Lucien Jayden adalah pelopor dari terbentuknya misi penelitian ilegal di Afrika Selatan

Keheningan dan ketegangan menyelimuti mereka. Tidak ada suara yang menginterupsi, hanya suara detak jantung yang terdengar keras di telinga. Kedua tangan Lucien bergetar dan keringat dingin membasahi sekujur tubuhnya. Ia berusaha untuk tetap stabil dan tenang. Selama magang, ia mengaku ia tidak pernah menjadi pelopor dalam misi penelitian, yang ia lakukan hanyalah meneliti sampel yang telah diambil.
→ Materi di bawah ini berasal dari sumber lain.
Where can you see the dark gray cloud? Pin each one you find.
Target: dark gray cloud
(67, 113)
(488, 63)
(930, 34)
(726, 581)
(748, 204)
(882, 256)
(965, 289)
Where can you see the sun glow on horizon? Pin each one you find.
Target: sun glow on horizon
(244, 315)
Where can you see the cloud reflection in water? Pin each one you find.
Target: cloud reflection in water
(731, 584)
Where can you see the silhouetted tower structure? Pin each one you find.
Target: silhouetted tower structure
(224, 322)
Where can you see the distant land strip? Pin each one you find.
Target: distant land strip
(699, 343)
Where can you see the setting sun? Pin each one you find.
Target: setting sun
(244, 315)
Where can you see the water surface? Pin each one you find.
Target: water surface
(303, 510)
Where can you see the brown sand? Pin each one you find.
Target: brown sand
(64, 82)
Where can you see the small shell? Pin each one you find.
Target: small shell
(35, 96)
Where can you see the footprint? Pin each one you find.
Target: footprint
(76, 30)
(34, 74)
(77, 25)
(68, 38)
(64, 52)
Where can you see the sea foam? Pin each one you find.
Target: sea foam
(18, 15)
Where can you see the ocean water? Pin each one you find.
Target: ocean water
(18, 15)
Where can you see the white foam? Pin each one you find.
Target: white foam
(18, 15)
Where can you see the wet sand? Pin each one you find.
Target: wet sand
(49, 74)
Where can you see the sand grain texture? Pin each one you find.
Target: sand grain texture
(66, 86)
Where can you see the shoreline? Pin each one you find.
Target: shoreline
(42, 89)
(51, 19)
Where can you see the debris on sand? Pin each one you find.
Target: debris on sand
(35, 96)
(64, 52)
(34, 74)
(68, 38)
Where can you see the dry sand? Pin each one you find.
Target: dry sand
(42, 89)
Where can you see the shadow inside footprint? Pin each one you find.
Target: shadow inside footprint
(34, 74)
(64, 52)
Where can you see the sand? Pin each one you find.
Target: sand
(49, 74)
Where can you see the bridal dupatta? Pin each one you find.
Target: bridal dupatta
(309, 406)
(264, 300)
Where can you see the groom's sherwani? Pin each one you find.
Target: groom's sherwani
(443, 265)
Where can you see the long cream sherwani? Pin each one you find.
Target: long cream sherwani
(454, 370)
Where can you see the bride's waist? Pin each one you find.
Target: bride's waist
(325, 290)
"Tenanglah, berkas ini palsu."

Lucien dan Asterin spontan menatap Archibald yang kini memasang ekspresi tanpa rasa bersalah. Ia bersiap untuk berdiri tanpa mengucap sepatah kata pun. Ia menyimpulkan bahwa Lucien dapat mencari lebih tahu siapa dalang dari pemalsuan dokumen tersebut.

"Apa maksudnya ini? Kau dapatkan dari mana?"Lucien memaksa Archibald untuk menjelaskannya. Pergi begitu saja bukanlah jawaban dari teka-teki di kepala Lucien. Sebelum beranjak pergi, Archibald membisikkan sesuatu yang hanya dapat didengar oleh mereka saja.

"Ruang rahasia di laboratorium."

Sebelum melangkah pergi, Archibald tidak sengaja berpapasan dengan Maggie yang baru saja selesai dengan urusannya di toilet. Ia sedikit terkejut karena ia berada di hadapan tentara berbadan tegap dan besar. Namun saat itu juga, ia teringat sesuatu dan melontarkan pertanyaan yang seharusnya tidak ia tanyakan.

"Ah! Kau Archibald Winter! Apa kau benar-benar masih perjaka?"

Pertanyaan polos dan mengundang emosi.

Baik Asterin maupun Lucien hanya bisa menunduk pasrah melihat keisengan Maggie yang kelewat batas. Archibald hanya mendengus dan hampir mengeluarkan pistolnya untuk menodong Maggie, namun di saat bersamaan, mereka merasakan ada sebuah ledakan yang berasal dari dalam markas.

"Ledakan?! Sial, kita harus ke ruang rapat sekarang!"seru Archibald lalu berlari keluar kantin dengan cepat. Mengingat bahwa di ruang rapat masih ada direktur WHO dan yang lainnya, Lucien juga ikut berlari untuk memastikan mereka aman, disusul oleh Maggie dan Asterin dari belakang.